Intel bets on open source future
Published: 08 Aug 2005 16:45 BST
Where Centrino emphasised power management and integrated Wi-Fi, PBP is designed to make desktops easier for enterprises to manage, and to wring more performance out of the silicon. Active Management, embedded in the chipset, allows administrators to remotely manage desktop machines over the corporate network, and quickly remove them from the network if they're infected by a virus, for example. VT allows a system to function effectively as two separate machines, running two separate operating systems, with little or no loss of performance.
Future plans for PBP include adding new features such as wireless chips, and a possible Centrino-like rebrand and marketing campaign in 2006. Intel is also planning further platforms aimed at business and home desktops.
The payoff for Intel: if businesses are spending less money on maintaining their systems, that frees up budget for capital expenditures like new desktop hardware. The new technology also gives companies a reason to invest in new hardware, in a saturated market where performance increases have started to seem less relevant.
Virtualisation
Much of Intel's work with open source is geared towards making this strategy work by ensuring the new technology is supported by Linux — indeed, features like VT are likely to see Linux support long before they show up in Windows.
That's where projects such as Xen come in. Xen started off as an obscure project at Cambridge University, designed to allow multiple operating systems to run simultaneously on a single computer, a field dominated in high-end servers by EMC's subsidiary VMWare. VMWare's software runs each operating system in a separate virtual machine, a complete hardware simulation; this allows the operating systems to run unmodified, but at the cost of some performance.
Xen uses a process called paravirtualisation that eliminates the virtual machine, allowing much better performance — typically around 2 percent compared with a typical 20 percent performance penalty with VMWare. However, paravirtualisation requires that the operating system be ported to run on Xen, something that isn't possible with proprietary operating systems like Windows. Application-level software doesn't need to be modified.
Intel's contributions to Xen mean that Xen running on VT-enabled Intel chips will be able to run operating systems without modifications; they won't run as fast as modified software, but should still be significantly faster than those running in VMWare. (Xen is also working on support for AMD's virtualisation scheme, code-named Pacifica, which is due next year.)
"Intel has worked extensively with our team to develop and integrate the VT extensions for Xen," says Xen's Crosby. "As such, Xen will be the industry's first supported code base for VT, when VT processors ship."

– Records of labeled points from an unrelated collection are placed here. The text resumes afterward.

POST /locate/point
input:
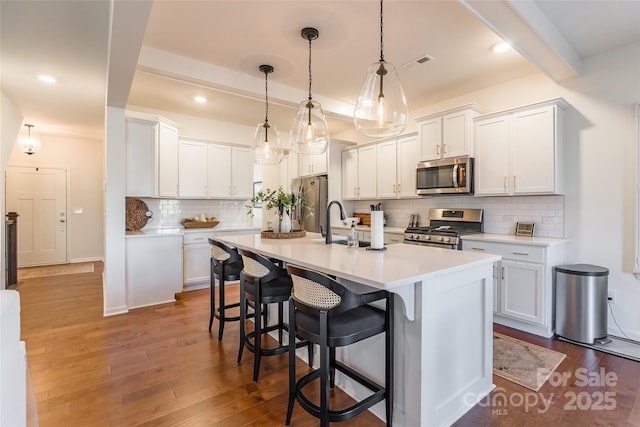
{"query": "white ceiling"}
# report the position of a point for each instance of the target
(214, 48)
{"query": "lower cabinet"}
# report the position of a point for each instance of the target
(522, 284)
(196, 252)
(153, 269)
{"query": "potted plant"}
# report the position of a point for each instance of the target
(280, 201)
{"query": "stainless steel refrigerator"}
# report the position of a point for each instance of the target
(313, 189)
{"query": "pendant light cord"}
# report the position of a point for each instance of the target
(381, 34)
(309, 38)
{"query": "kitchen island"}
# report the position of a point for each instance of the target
(444, 315)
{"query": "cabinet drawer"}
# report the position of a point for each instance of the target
(197, 238)
(507, 250)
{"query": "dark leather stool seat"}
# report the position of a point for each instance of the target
(226, 265)
(262, 282)
(327, 313)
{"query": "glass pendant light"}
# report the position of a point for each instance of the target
(310, 133)
(266, 148)
(30, 142)
(381, 109)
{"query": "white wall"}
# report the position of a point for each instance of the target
(83, 160)
(11, 120)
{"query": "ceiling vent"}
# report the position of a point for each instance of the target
(418, 61)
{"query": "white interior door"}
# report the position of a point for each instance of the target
(39, 196)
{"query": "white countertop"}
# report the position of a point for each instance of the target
(179, 231)
(510, 238)
(396, 266)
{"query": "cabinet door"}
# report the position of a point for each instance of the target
(242, 173)
(533, 151)
(192, 169)
(219, 166)
(367, 172)
(141, 158)
(408, 155)
(167, 160)
(196, 263)
(521, 290)
(456, 135)
(386, 161)
(431, 138)
(350, 174)
(492, 156)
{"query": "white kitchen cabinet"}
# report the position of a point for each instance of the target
(448, 133)
(359, 173)
(153, 269)
(193, 169)
(167, 159)
(396, 167)
(312, 164)
(151, 146)
(518, 152)
(230, 172)
(523, 288)
(196, 259)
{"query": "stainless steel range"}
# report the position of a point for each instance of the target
(445, 228)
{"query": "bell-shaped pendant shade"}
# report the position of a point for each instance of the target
(381, 109)
(266, 148)
(310, 133)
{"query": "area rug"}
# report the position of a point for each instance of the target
(54, 270)
(523, 363)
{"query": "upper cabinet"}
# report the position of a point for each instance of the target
(312, 164)
(359, 173)
(151, 157)
(448, 133)
(193, 168)
(230, 172)
(396, 167)
(518, 152)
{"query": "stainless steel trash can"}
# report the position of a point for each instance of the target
(581, 302)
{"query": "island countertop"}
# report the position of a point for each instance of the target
(398, 265)
(443, 342)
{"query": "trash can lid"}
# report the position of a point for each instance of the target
(582, 270)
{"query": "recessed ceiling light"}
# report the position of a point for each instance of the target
(45, 78)
(500, 47)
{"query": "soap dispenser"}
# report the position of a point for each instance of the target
(352, 237)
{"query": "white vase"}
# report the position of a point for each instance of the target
(285, 226)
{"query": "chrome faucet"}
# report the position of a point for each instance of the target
(328, 238)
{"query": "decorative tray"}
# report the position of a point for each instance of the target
(268, 234)
(190, 223)
(137, 214)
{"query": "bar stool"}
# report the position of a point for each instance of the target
(226, 265)
(326, 313)
(262, 282)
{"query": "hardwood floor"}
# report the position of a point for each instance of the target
(159, 366)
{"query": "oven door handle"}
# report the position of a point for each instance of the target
(454, 173)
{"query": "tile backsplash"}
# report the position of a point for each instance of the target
(167, 213)
(500, 213)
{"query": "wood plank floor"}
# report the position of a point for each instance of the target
(159, 366)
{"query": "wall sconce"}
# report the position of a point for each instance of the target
(30, 142)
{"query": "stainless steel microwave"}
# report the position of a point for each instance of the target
(446, 176)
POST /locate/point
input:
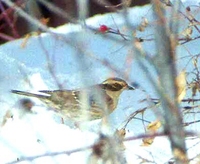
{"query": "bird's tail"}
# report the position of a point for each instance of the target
(29, 94)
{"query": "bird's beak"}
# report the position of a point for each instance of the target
(130, 88)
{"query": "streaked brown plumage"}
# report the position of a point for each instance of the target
(84, 104)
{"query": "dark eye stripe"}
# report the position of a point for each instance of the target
(113, 87)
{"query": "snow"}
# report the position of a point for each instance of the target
(29, 134)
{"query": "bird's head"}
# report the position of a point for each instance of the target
(116, 85)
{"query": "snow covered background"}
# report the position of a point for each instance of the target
(42, 132)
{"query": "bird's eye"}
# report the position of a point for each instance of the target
(113, 87)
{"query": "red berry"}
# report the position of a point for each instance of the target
(103, 28)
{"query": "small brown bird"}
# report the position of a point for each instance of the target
(89, 103)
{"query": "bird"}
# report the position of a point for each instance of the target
(90, 103)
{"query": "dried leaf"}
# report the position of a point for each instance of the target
(147, 141)
(181, 86)
(154, 126)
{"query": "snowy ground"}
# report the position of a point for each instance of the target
(42, 132)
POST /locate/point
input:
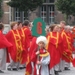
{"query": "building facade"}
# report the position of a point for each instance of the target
(47, 12)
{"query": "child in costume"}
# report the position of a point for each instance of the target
(40, 57)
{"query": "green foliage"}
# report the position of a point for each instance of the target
(1, 12)
(66, 6)
(25, 5)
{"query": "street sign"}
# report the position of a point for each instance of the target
(38, 27)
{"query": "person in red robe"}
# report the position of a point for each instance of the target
(40, 56)
(16, 52)
(24, 41)
(54, 47)
(26, 28)
(3, 51)
(68, 47)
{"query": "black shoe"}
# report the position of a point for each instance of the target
(20, 67)
(56, 73)
(66, 68)
(59, 71)
(10, 69)
(1, 71)
(15, 69)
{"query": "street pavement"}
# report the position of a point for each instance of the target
(22, 72)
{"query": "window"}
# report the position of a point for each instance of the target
(51, 14)
(19, 16)
(51, 1)
(47, 13)
(43, 13)
(44, 1)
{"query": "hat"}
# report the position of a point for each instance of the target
(41, 38)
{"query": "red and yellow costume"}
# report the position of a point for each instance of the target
(3, 41)
(17, 52)
(67, 46)
(33, 45)
(54, 47)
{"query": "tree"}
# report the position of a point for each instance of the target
(25, 5)
(66, 7)
(1, 12)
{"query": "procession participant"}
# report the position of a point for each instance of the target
(41, 57)
(54, 47)
(47, 30)
(16, 52)
(26, 28)
(62, 62)
(3, 52)
(23, 40)
(68, 47)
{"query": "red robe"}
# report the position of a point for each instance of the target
(3, 41)
(54, 47)
(16, 52)
(67, 46)
(27, 32)
(33, 46)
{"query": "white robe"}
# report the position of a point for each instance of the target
(44, 65)
(2, 59)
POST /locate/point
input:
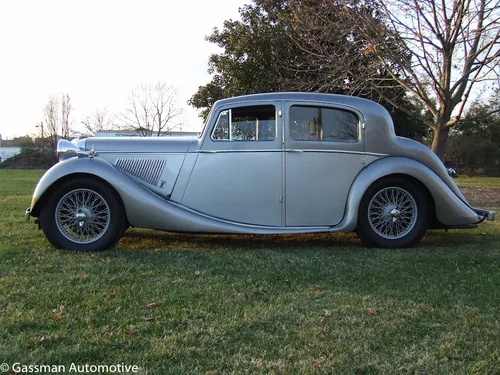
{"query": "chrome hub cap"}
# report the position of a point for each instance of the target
(82, 216)
(392, 213)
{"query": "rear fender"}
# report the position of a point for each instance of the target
(451, 210)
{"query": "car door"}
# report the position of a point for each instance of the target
(324, 150)
(238, 173)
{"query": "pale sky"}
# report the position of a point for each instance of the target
(98, 50)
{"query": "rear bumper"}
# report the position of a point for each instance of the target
(485, 215)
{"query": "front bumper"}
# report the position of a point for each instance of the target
(486, 215)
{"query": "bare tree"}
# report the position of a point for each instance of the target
(51, 114)
(153, 109)
(436, 51)
(66, 108)
(99, 120)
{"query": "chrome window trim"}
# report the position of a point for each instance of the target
(322, 105)
(250, 104)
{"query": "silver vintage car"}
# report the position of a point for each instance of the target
(264, 164)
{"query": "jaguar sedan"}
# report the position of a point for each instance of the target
(264, 164)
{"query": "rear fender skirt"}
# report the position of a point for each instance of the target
(450, 209)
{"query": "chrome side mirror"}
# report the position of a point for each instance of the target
(67, 149)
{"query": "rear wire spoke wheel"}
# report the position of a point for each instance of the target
(83, 215)
(394, 212)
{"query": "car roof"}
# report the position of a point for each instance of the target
(353, 101)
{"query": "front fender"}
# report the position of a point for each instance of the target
(451, 210)
(90, 166)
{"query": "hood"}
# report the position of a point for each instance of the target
(141, 144)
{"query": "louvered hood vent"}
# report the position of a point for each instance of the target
(147, 170)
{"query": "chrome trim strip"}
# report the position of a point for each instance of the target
(232, 151)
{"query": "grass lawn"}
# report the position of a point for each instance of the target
(317, 304)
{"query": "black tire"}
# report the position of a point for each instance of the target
(384, 223)
(100, 225)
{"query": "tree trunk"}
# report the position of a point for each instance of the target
(439, 141)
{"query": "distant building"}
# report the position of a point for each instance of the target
(131, 133)
(9, 148)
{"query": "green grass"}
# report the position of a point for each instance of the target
(485, 182)
(174, 303)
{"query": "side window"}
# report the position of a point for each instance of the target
(254, 123)
(322, 124)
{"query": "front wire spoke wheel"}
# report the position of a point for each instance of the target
(392, 212)
(82, 216)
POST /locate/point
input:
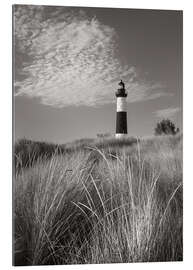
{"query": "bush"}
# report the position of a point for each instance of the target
(166, 127)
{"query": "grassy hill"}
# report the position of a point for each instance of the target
(98, 201)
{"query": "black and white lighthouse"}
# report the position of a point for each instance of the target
(121, 117)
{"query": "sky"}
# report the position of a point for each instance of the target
(67, 63)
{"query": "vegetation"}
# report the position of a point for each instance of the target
(98, 202)
(166, 127)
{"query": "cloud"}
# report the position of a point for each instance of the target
(70, 59)
(167, 113)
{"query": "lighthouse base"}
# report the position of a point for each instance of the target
(120, 135)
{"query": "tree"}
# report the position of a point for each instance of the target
(166, 127)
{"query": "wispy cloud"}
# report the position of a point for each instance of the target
(166, 113)
(71, 59)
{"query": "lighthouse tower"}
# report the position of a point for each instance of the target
(121, 118)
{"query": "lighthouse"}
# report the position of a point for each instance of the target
(121, 117)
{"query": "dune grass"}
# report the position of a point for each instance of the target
(104, 204)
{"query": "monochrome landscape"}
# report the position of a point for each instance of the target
(98, 135)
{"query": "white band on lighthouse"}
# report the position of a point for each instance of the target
(121, 104)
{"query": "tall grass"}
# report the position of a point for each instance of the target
(104, 205)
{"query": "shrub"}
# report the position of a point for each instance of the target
(166, 127)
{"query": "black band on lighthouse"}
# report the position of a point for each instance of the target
(121, 122)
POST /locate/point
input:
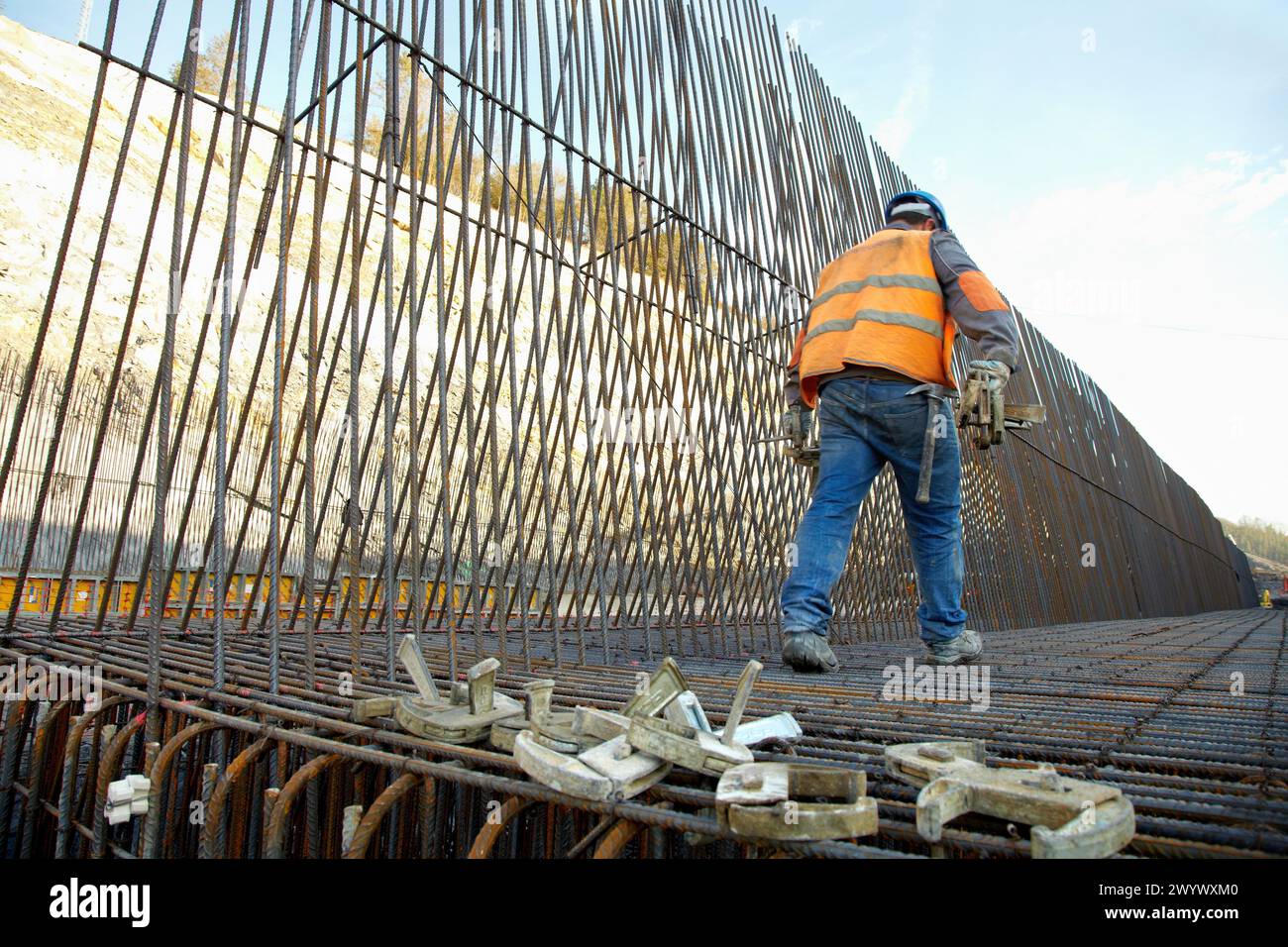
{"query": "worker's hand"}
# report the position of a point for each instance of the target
(991, 372)
(795, 427)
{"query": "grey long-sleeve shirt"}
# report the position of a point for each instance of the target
(975, 307)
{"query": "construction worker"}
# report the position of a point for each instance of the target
(875, 356)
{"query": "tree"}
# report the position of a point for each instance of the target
(210, 64)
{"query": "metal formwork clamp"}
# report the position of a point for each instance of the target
(609, 772)
(552, 728)
(471, 714)
(795, 801)
(692, 748)
(1070, 818)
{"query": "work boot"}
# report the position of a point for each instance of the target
(961, 650)
(805, 651)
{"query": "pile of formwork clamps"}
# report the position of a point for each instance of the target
(601, 755)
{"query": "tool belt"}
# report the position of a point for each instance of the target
(935, 397)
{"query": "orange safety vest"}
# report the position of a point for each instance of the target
(879, 304)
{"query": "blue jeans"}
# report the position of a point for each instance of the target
(864, 423)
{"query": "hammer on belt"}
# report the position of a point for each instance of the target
(935, 395)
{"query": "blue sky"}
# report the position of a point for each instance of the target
(1120, 169)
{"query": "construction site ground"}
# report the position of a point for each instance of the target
(1185, 715)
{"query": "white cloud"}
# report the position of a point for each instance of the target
(1100, 269)
(894, 132)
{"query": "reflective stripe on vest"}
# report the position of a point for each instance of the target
(879, 304)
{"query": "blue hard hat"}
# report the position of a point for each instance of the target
(917, 197)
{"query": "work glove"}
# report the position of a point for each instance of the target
(991, 372)
(795, 427)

Intel's attitude towards open source has been "extremely positive", with contributions including support for EM64T — Intel's 64-bit extensions for x86 — and porting Xen to IA64. "Intel's work on VT in particular was a major contribution to the [open source] community, since VT itself has not even shipped, and the feature set is close to Intel's heart," says Crosby.
Without Xen, Intel might have to wait another three years for VT support to appear in Windows, says Gartner's Gammage. "VT technology is arriving imminently, and Pacifica is on the way early next year. Both Intel and AMD are keen to see their developments producing some return, and that's not going to happen without software support. We're unlikely to see it in Microsoft until 2008," he says.